"For an appreciation of young front way filed" ... "It's nothing the types"..."swirl around the case of a patient in Cottbus" ...make sense to you? If you've ever clicked "Translate this" on a webpage or underneath a Facebook post, you might be rather sceptical about the idea of a machine being able to transform whole sentences from one language to another. Sure, it can replace one language's words with their corresponding words in another language, but can they make it make sense?
The next big step now in machine translation (MT), is to refine machine translations for highly particular domains of language – especially types of language that are repetitive and thus predictable. This allows translators and programmers to “teach” a machine how to translate specific types of language – say, a manual, that has a very predictable use of jargon or sentence structure. Deepan Patel, MT solutions architect at Milengo, a translation company that specialises in machine translation, explains more: “Technical documentation which generally contains highly specialist and standardized terminology and a language style which contains minimal syntactical variation e.g. ‘Click on X to open Y’ is especially suitable for customizable machine translation and human post-editing, as you can train MT systems using defined terminology rules and language models in order to produce good, literal translations of content.”
So – good news if you need software manuals translated, bad news if you want to explain the poetry of an Argentinian proverb to a Russian: “Anything which requires more creative language input from a linguist, such as literary content, is not really suitable for machine translation.”
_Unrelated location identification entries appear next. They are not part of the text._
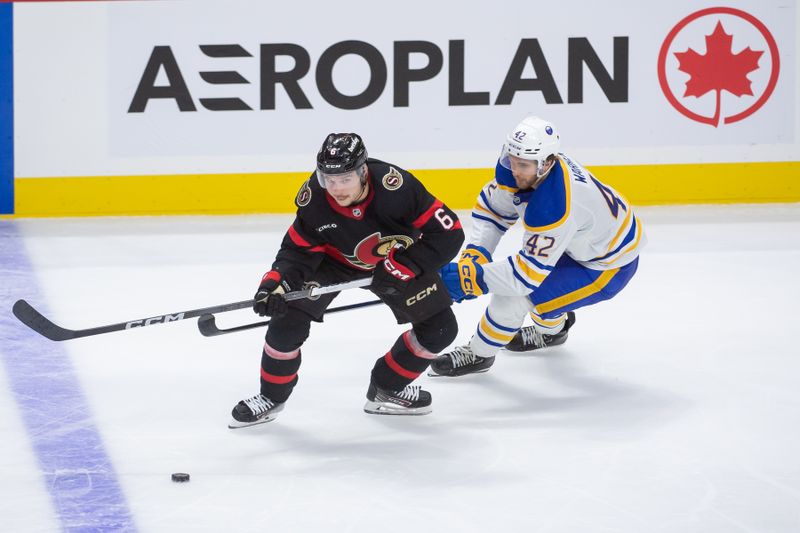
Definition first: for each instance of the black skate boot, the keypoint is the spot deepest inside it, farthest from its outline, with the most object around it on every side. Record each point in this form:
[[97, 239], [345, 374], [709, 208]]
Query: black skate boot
[[459, 362], [412, 400], [252, 411], [528, 339]]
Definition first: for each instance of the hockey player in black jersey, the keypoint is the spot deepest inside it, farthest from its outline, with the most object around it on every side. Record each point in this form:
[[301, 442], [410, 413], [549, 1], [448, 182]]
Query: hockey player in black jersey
[[359, 217]]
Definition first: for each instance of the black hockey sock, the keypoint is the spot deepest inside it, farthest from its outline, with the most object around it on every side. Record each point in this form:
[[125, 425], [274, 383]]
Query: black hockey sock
[[278, 376], [401, 365]]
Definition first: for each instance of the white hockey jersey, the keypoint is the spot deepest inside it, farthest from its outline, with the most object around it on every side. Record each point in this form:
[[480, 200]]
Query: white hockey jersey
[[570, 212]]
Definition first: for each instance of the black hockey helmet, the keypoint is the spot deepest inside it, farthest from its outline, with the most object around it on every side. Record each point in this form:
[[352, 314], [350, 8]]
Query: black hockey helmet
[[340, 153]]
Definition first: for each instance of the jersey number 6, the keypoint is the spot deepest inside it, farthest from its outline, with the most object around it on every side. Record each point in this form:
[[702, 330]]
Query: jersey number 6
[[444, 219]]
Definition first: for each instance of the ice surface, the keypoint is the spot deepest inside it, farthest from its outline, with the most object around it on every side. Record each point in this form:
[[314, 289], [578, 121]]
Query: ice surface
[[673, 407]]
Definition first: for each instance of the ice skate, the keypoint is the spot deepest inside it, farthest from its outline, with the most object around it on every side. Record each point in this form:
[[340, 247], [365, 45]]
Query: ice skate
[[256, 410], [459, 362], [528, 338], [412, 400]]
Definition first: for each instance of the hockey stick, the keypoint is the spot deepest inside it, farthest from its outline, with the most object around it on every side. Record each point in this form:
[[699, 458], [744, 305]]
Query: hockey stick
[[208, 326], [32, 318]]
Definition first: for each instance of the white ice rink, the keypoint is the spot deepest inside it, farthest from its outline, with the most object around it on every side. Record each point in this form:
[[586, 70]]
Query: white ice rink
[[674, 407]]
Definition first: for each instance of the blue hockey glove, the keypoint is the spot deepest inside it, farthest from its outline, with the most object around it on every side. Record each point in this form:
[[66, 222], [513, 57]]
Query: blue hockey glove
[[464, 280], [476, 254]]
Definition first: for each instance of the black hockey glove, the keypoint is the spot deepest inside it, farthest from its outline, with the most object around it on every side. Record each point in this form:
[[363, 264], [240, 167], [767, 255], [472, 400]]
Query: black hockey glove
[[269, 300], [392, 276]]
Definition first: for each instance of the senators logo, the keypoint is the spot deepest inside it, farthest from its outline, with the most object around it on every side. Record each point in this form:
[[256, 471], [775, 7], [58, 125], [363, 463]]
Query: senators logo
[[392, 180], [304, 195], [371, 250]]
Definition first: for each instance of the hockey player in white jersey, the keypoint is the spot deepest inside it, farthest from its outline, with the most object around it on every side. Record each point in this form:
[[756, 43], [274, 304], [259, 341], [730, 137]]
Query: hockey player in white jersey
[[580, 246]]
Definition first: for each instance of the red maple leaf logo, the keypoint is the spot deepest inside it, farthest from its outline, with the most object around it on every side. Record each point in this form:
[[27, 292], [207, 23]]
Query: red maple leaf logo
[[720, 69]]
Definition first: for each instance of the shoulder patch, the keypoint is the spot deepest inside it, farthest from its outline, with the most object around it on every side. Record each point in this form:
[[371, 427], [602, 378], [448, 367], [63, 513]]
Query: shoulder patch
[[304, 195], [393, 179], [549, 205]]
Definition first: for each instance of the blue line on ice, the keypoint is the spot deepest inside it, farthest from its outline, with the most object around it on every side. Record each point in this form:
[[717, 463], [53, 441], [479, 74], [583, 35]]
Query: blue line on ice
[[76, 469]]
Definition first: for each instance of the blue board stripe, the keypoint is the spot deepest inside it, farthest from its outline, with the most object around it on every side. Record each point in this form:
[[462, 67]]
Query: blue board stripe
[[76, 469], [6, 109]]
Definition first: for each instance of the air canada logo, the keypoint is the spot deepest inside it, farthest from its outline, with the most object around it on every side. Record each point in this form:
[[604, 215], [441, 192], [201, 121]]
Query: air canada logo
[[718, 66], [371, 250]]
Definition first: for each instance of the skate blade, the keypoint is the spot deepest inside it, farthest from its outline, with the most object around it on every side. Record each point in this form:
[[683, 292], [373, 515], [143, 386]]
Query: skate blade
[[235, 424], [433, 374], [377, 408]]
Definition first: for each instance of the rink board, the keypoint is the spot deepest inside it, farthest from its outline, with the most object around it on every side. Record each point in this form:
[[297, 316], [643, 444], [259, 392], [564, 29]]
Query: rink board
[[220, 108]]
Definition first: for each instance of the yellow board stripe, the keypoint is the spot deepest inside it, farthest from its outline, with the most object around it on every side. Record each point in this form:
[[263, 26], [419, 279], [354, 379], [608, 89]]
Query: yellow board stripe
[[572, 297], [275, 192]]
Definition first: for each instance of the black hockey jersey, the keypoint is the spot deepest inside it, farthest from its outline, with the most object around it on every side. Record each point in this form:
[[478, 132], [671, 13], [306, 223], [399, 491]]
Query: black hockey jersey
[[398, 209]]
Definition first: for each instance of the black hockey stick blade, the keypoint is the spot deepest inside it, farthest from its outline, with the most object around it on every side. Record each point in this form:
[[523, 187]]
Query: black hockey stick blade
[[208, 326], [39, 323], [32, 318]]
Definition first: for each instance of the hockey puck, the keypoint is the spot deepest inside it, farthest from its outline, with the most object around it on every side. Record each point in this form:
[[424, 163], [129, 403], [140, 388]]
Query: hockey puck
[[179, 477]]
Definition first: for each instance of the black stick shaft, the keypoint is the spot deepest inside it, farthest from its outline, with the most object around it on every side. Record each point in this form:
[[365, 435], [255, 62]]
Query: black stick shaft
[[32, 318], [208, 326]]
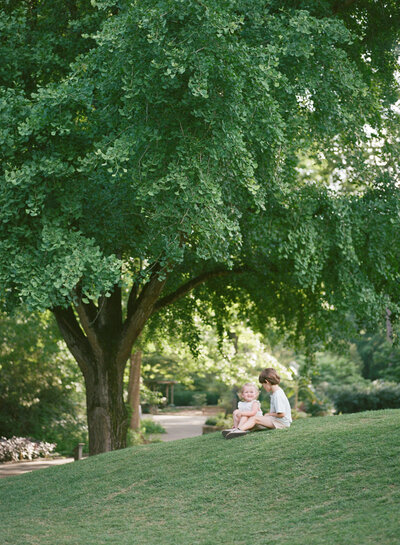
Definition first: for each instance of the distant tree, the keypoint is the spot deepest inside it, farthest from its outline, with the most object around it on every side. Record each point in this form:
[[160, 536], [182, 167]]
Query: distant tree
[[41, 390], [166, 160]]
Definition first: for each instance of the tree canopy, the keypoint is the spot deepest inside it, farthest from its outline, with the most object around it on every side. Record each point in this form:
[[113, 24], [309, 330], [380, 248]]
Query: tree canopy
[[165, 160]]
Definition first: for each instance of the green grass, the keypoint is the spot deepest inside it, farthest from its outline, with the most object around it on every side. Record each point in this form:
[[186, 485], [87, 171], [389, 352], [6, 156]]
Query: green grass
[[332, 480]]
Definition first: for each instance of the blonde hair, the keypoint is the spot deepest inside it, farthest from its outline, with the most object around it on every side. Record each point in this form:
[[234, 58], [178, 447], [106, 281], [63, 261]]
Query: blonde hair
[[249, 384], [269, 375]]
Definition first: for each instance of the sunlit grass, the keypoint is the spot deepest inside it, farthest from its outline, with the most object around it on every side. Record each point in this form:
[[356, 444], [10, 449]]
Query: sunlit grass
[[332, 480]]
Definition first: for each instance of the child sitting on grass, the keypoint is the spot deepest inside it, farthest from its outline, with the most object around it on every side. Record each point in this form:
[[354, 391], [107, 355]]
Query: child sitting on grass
[[279, 416], [249, 407]]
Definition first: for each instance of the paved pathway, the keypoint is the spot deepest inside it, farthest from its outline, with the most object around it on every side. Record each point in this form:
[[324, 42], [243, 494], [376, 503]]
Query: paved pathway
[[178, 426], [10, 469]]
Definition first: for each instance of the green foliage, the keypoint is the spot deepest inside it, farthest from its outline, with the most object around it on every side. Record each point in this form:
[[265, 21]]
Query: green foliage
[[380, 358], [184, 124], [41, 391], [324, 469], [20, 448], [378, 395], [149, 426]]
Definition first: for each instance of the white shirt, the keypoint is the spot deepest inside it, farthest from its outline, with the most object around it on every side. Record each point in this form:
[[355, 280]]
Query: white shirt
[[280, 404]]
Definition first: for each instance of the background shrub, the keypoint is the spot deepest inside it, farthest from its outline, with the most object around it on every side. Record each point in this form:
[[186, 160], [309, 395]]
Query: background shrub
[[357, 398], [21, 448]]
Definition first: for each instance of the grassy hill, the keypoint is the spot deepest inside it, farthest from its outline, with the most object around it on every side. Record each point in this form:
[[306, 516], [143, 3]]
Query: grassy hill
[[325, 481]]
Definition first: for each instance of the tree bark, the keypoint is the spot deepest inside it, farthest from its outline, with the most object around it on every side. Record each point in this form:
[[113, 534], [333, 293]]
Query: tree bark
[[101, 342], [134, 389], [106, 412]]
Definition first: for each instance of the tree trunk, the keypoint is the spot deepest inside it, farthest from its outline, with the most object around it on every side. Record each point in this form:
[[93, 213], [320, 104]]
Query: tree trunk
[[134, 389], [106, 412], [101, 342]]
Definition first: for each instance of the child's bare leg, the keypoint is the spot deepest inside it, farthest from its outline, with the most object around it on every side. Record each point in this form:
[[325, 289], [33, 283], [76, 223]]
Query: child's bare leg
[[265, 421], [249, 423], [242, 422], [236, 418]]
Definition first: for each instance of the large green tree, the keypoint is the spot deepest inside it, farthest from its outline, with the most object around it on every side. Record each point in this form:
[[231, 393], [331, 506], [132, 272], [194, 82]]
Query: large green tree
[[164, 162]]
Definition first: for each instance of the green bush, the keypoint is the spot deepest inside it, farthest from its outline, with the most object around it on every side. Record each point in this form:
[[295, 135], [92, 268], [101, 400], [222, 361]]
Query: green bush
[[149, 426], [219, 420], [378, 395], [199, 399]]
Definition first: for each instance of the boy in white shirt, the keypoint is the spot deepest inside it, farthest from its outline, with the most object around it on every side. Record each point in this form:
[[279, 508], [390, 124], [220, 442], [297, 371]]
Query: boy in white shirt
[[279, 416]]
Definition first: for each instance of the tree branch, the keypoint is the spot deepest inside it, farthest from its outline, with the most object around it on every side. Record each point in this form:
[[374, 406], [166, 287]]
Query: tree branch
[[193, 283], [73, 335], [88, 322], [110, 312], [143, 309]]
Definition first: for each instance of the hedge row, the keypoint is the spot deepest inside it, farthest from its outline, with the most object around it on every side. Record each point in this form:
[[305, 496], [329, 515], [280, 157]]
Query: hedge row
[[20, 448]]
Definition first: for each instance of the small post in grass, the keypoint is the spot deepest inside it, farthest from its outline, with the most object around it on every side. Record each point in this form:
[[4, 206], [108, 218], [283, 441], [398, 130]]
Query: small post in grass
[[78, 451]]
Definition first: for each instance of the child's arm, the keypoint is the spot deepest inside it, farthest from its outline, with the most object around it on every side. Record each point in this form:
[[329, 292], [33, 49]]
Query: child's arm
[[277, 415], [255, 407]]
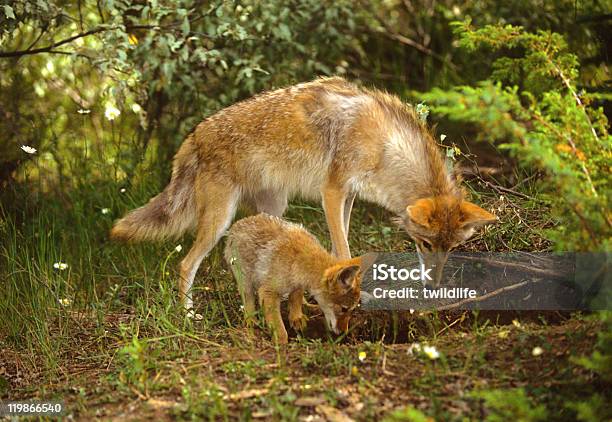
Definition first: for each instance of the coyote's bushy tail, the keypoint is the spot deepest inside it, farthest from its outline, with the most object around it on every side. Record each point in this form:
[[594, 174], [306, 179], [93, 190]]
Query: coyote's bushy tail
[[170, 213]]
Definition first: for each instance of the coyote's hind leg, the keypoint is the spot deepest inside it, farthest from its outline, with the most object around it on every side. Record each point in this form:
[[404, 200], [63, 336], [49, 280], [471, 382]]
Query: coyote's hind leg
[[215, 216], [270, 202]]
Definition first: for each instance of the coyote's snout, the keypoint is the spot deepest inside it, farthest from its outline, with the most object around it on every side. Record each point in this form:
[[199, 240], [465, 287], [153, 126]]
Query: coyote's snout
[[328, 140]]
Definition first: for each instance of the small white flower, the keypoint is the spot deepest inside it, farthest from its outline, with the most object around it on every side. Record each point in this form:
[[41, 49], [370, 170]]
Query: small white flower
[[65, 302], [111, 112], [414, 348], [191, 314], [431, 352], [60, 266]]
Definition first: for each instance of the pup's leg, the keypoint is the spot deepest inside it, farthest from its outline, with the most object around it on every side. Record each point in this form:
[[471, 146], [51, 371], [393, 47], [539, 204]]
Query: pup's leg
[[270, 302], [334, 199], [215, 216], [248, 298], [270, 202], [297, 319], [348, 207]]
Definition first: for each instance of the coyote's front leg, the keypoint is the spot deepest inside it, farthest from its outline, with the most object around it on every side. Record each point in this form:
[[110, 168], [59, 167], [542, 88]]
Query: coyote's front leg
[[334, 200], [297, 319]]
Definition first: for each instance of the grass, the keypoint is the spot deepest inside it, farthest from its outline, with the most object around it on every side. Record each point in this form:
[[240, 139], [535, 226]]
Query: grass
[[106, 334]]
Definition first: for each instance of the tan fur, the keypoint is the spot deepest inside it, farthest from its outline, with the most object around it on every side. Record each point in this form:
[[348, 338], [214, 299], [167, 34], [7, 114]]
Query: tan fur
[[327, 139], [275, 259]]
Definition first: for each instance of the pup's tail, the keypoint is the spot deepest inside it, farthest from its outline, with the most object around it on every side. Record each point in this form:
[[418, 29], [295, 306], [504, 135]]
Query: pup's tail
[[170, 213]]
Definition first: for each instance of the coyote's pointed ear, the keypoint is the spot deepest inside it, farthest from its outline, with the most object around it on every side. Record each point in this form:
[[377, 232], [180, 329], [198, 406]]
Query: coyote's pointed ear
[[473, 216], [420, 212], [347, 278]]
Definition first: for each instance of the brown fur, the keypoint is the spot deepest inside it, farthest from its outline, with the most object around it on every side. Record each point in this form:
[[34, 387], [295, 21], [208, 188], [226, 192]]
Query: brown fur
[[273, 259], [327, 139]]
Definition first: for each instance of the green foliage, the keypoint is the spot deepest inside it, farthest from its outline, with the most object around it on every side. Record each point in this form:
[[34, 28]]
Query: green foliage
[[531, 105], [505, 405], [600, 361]]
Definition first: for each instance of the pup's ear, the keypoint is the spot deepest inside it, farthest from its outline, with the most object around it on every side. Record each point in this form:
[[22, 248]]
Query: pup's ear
[[420, 212], [347, 278], [473, 216]]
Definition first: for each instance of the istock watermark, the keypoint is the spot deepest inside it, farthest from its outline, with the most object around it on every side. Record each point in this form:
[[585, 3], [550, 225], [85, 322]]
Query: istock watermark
[[492, 281]]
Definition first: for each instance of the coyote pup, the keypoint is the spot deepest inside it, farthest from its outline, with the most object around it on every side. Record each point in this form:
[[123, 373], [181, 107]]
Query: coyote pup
[[275, 259], [328, 140]]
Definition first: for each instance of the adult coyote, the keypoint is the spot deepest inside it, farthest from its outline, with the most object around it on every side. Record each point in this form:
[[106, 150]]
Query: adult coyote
[[328, 140]]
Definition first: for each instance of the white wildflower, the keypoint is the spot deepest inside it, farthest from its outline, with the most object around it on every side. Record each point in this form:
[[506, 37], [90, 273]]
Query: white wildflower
[[431, 352], [28, 149], [111, 112], [414, 348], [65, 302]]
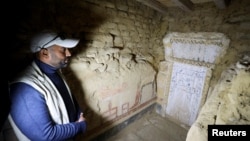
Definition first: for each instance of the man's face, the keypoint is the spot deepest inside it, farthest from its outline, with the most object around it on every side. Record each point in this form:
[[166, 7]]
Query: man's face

Though we can train machines to give ever-better approximations of what us humans actually mean, the big differentiator, as usual, is data. If you have a lot of content that is translated efficiently between two languages, you can tell the machine a lot about how you want it to do its job. This is, however, not as easy as it sounds: “Essentially an MT system is only as good as the data with which you ‘feed’ it. Some companies are not very good at maintaining their language content databases (called translation memories in the industry), often key terminology has been translated inconsistently, the bilingual sentences are not always correctly aligned, and these databases contain a mixture of different registers of content e.g. you might get a database which contains blog post translations, user guides content, or even content from the marketing department all mixed in together.”
And then there is the issue of which languages you want to translate between – the “harder” the language pairing, the more data you need to get a meaningful interpretation from a computer. Patel suggests that “Any English to Asian language MT system will require either at least double the language data for MT system building than for European languages in order to produce usable content for post-editing.”